経済産業省が本日発表した2月の鉱工業生産速報によると、生産は0.1%増にとどまり、予想を下振れした上に、出荷が1.3%減少する中で在庫が1.9%増と、後ろ向きに積みあがった可能性があります。その分、3月以降に在庫調整圧力がかかるうえに、ウクライナ戦争、3月に発生した福島沖の大地震による生産の停止などがさらに下振れリスクとなります。
2月の生産0.1%増も、自動車の生産増が1.42%押し上げていて、これを除くと大幅な減少となります。2月の実現率はマイナス4.5%と大きく下振れました。特に情報通信機械がマイナス16.0%、非鉄金属が9.6%、生産用機械がマイナス7.8%と、計画を大きく下回りました。その分、情報通信機械は3月に22.0%増、4月に18.4%増と、これを取り返そうと大幅増産計画となっています。
このため、予測指数では3月が3.6%増、4月が9.6%増と、大幅増産を計画していますが、前述のように、3月はウクライナ危機や福島沖地震の影響などから計画を下回ると見られます。当局も3月の予測指数を1.1%増に補正しています。その補正並みなら、1-3月の生産は前期比1.2%増となりますが、これより下振れする可能性が高いと見られます。
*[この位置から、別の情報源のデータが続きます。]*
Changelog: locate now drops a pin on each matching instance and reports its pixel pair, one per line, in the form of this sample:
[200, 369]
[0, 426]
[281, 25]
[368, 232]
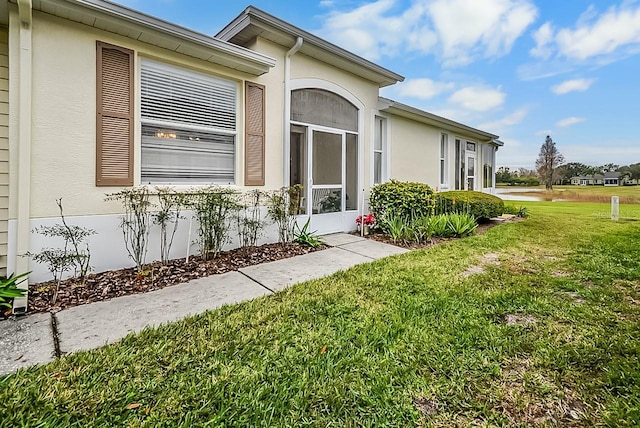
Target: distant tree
[609, 167]
[504, 175]
[574, 169]
[525, 172]
[548, 162]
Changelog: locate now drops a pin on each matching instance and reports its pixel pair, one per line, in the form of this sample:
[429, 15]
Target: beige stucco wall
[63, 108]
[414, 151]
[4, 147]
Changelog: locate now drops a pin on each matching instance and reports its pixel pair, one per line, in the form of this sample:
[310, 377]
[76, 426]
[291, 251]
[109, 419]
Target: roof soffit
[126, 22]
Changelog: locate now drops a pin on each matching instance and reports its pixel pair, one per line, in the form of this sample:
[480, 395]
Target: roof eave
[232, 55]
[400, 109]
[252, 16]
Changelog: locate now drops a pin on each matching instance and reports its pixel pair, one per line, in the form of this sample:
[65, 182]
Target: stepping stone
[25, 341]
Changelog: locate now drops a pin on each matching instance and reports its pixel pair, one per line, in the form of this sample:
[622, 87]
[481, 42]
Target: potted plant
[365, 222]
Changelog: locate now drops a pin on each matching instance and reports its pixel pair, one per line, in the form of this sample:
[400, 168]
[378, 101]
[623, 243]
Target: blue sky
[521, 69]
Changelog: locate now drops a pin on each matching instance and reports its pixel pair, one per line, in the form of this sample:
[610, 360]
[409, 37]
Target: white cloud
[594, 36]
[458, 31]
[471, 28]
[617, 27]
[579, 85]
[569, 121]
[478, 98]
[511, 119]
[422, 88]
[543, 37]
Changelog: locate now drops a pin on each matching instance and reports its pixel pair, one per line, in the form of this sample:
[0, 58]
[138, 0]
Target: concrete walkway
[39, 338]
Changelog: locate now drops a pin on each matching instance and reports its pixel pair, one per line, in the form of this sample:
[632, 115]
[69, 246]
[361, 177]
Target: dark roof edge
[241, 22]
[439, 119]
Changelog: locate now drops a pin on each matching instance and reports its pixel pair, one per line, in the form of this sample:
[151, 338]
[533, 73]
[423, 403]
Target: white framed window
[380, 173]
[488, 159]
[444, 161]
[188, 126]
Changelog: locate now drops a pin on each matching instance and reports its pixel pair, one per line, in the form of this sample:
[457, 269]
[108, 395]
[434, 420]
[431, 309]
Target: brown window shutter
[114, 124]
[254, 135]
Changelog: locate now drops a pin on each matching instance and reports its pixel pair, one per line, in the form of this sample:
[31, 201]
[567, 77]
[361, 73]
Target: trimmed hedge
[480, 205]
[401, 198]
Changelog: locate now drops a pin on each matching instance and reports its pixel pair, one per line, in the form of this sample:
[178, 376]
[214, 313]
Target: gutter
[23, 194]
[287, 110]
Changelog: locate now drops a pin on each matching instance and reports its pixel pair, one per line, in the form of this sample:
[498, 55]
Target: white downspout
[287, 111]
[23, 195]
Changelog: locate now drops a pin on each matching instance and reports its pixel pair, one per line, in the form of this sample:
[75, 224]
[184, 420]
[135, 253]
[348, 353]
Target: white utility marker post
[615, 208]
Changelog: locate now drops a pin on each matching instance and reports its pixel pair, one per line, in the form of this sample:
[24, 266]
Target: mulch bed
[110, 284]
[116, 283]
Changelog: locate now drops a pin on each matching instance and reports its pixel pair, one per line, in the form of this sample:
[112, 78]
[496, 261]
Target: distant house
[612, 179]
[588, 180]
[606, 179]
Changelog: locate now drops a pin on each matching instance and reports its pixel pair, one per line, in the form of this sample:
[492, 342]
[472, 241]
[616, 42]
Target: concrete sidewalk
[38, 338]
4月の予測指数が大幅増産計画となっていますが、これには生産用機械の27.9%増だけで4%も押し上げ、さらに電気情報通信機械の20.2%増が2.19%、輸送機械の8.3%増が1.53%押し上げる形となっています。これも実現性は不確実です。ロシアへの制裁の影響も長引きそうで、ニッケル、パラジウムなどの制約がEV、半導体などの生産の重しとなりそてす。